At some point, Elizabeth checked me for dilation, and I was at seven centimeters.  A while after that, she wasn't getting the heart rate readings she wanted for Juliet, so she hooked her up to an internal monitor and waited for a change in her heart rate in relation to my contractions that would signal it would be time to push.  What felt like several hours later, I asked if Elizabeth thought I'd dilated anymore, and she said, "Let's check."  Then, she exclaimed, "That's her head!!"  Juliet had moved down much further than we'd thought based on the monitor's readings.  Elizabeth quickly called for Dr. Dixon and began getting ready for the delivery.  Ray sent a text to our parents and to our designated distributors of information that simply said, "Pushing."  Dixon arrived quickly and threw on a gown as he realized how close Juliet was to arrival.

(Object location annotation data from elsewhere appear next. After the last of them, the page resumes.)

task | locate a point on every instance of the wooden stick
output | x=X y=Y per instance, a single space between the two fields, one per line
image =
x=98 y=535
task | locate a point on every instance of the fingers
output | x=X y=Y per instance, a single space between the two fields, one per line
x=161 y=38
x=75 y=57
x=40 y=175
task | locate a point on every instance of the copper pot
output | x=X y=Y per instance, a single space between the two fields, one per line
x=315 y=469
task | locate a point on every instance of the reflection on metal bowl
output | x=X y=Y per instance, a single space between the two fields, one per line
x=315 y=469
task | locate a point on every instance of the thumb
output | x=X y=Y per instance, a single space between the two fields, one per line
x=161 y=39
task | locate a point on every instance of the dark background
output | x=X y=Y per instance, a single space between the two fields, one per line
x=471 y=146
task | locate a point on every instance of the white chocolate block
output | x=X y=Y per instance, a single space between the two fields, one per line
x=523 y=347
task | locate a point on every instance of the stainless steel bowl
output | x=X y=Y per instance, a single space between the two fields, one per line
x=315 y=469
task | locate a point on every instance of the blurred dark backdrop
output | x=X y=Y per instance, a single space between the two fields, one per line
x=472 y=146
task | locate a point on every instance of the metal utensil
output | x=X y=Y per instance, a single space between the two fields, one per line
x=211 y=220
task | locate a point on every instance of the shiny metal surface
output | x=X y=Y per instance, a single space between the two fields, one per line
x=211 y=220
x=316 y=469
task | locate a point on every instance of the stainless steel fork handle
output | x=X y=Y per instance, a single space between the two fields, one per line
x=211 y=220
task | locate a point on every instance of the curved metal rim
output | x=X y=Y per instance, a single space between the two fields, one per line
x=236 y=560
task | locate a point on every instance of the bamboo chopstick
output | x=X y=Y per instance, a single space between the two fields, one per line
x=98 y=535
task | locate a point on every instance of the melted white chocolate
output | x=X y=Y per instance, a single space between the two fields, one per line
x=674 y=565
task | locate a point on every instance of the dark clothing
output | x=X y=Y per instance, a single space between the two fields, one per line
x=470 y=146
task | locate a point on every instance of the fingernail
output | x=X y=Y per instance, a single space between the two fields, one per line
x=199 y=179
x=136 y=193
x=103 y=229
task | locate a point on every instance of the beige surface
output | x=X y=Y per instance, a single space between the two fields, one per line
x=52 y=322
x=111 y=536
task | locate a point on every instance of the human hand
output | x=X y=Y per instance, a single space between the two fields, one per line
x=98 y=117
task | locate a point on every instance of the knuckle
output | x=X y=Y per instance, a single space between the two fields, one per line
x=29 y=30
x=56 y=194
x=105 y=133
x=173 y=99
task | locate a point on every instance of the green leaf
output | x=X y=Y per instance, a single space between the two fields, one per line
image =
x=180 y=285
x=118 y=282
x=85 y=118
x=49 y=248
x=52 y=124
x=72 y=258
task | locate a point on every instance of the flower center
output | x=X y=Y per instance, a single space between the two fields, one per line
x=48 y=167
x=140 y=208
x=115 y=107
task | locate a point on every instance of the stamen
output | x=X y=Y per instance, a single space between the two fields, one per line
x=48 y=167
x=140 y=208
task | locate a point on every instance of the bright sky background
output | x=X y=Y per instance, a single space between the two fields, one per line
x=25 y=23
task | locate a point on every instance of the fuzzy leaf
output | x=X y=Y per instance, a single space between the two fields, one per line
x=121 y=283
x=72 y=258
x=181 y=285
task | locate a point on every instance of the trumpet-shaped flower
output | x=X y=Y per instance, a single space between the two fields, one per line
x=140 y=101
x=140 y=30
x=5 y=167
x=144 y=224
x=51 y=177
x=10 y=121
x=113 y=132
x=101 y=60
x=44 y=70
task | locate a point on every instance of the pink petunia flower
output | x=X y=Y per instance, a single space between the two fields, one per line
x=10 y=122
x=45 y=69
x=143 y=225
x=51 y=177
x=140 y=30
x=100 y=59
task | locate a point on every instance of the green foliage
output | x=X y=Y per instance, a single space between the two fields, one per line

I don't know how long I pushed, but I know it wasn't long at all.  Dr. Dixon allowed Elizabeth to step in and deliver her first niece, and Ray watched the whole process.  It's the strangest thing.  I don't remember much at all about this time except watching Ray's face as he watched our daughter being born and feeling completely, totally calm.  I wasn't anxious, scared, or anything other than really, really calm and ready to see Juliet.  I don't have words to describe Ray's face very well.  He just looked amazed and happy.

Juliet Corinne Handley
She was born at 6:38 pm, weighed 6 pounds and 10 ounces, and was 19.5 inches long.  She is the most perfect human being I've ever seen.  Her feet and fingers are long, and she's very strong.  (The doctor noted that her neck strength and head control are "atypical."  I'm pretty sure we have a future CrossFit champ.)  She grew an inch and a half in length in 10 days and is gaining weight steadily.

Juliet has peed and pooped on us, kept us up all night on more than one occasion, and caused me to do more laundry in 14 days than I do in a month.  And we love every single minute.